Entain swung to a pretax profit of £174.7 million from a £164.4 million loss in 2019, with basic earnings per share of 15.8 pence compared to a 24.8p loss. The loss in 2019 was caused by higher one-off charges booked against acquisitions and assets.

Entain said it would not be paying a dividend for the year because of the uncertainty plaguing its outlook.

‘Given the ongoing uncertainty as a result of Covid-19, the board does not consider it prudent to pay a dividend at this time.  However, the board recognises the importance of dividends for shareholders and will consider dividend payments with future results,’ said Entain.

‘The group performed strongly through a difficult year reflecting both the diversified nature of our business model and the quality of our people.  We have started the year with good momentum in line with expectations and we hope to see normality returning over the coming months.  As a result we remain confident in our own financial performance and long-term prospects,’ said Entain.

Entain shares were down 2% in early trade at 1430.8.

B&M European Retail ups expectations as trading remains strong

B&M European Retail Value raised expectations for the full year after experiencing better than expected trading in the UK during lockdown, but warned it will soon start to face stronger comparative periods over the coming quarters.

The discount retailer reported strong sales in the third quarter but had warned the latest lockdown meant its outlook was uncertain. However, revenues and margins have ‘remained strong’ during the final quarter of its financial year, particularly from its UK business.

As a result, B&M said it now expects to deliver adjusted Earnings before interest, tax, depreciation and amortisation of between £590 million to £620 million. That has been raised from its previous target range of £540 million to £570 million and would be a huge improvement from the £342.3 million reported in the last financial year to the end of March 2020.

However, B&M warned that it enters the new financial year facing tougher comparative periods, implying that the rate of growth could slow.

‘Group sales will shortly annualise against the elevated sales, driven initially by consumer stockpiling in mid-March 2020, and which continued throughout FY21 due to the ongoing impacts of Covid-19.  This, together with the unknown impact of changes to restrictions in 2021, creates significant forecasting challenges which will persist well into the new financial year,’ said B&M.

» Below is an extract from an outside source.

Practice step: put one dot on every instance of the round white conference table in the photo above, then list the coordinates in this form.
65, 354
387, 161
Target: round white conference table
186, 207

B&M shares were down 1.2% in early trade at 537.6.

Vesuvius profits take heavy hit during coronavirus crisis

Vesuvius said profits took a battering as demand fell during the pandemic but said a recent restructuring means it is well positioned to recover this year, whilst strong cash generation allowed it to almost treble its dividend.

The molten metal flow engineering company, which serves the likes of the steel industry, said revenue fell 14.7% in 2020 to £1.45 billion from £1.71 billion the year, as the pandemic weighed on demand.

Vesuvius said it outperformed the wider market in high-growth markets like India, Vietnam, Turkey, Russia, Ukraine and across South America.

Operating profit plunged 42% to £74.3 million from £127.5 million in 2019. Pretax profit was down 46% to £64.5 million from £118.6 million.

Vesuvius raised its dividend to 17.4 pence from just 6.2p in 2019. It cancelled the 14.3p final payout for 2019 as the pandemic erupted.

‘Clear signs of recovery are now apparent in both our steel and foundry end markets and we believe that this recovery should accelerate in the second half of 2021, supported by the lifting of most  pandemic-related restrictions by then,’ said chief executive Patrick Andre.

‘Vesuvius is emerging from this difficult period stronger than before. We have low leverage and an optimised manufacturing footprint resulting from our successfully completed restructuring programmes. We also benefit from our flexible and low capital intensive, entrepreneurial and decentralised business model, which has proven its value during 2020. We are confident that the group will deliver a meaningful improvement in financial performance in 2021,’ he added.

The recent restructuring has delivered an ‘optimised manufacturing network geared for growth’, Vesuvius said.

Vesuvius shares were down 6.9% in early trade at 515.0.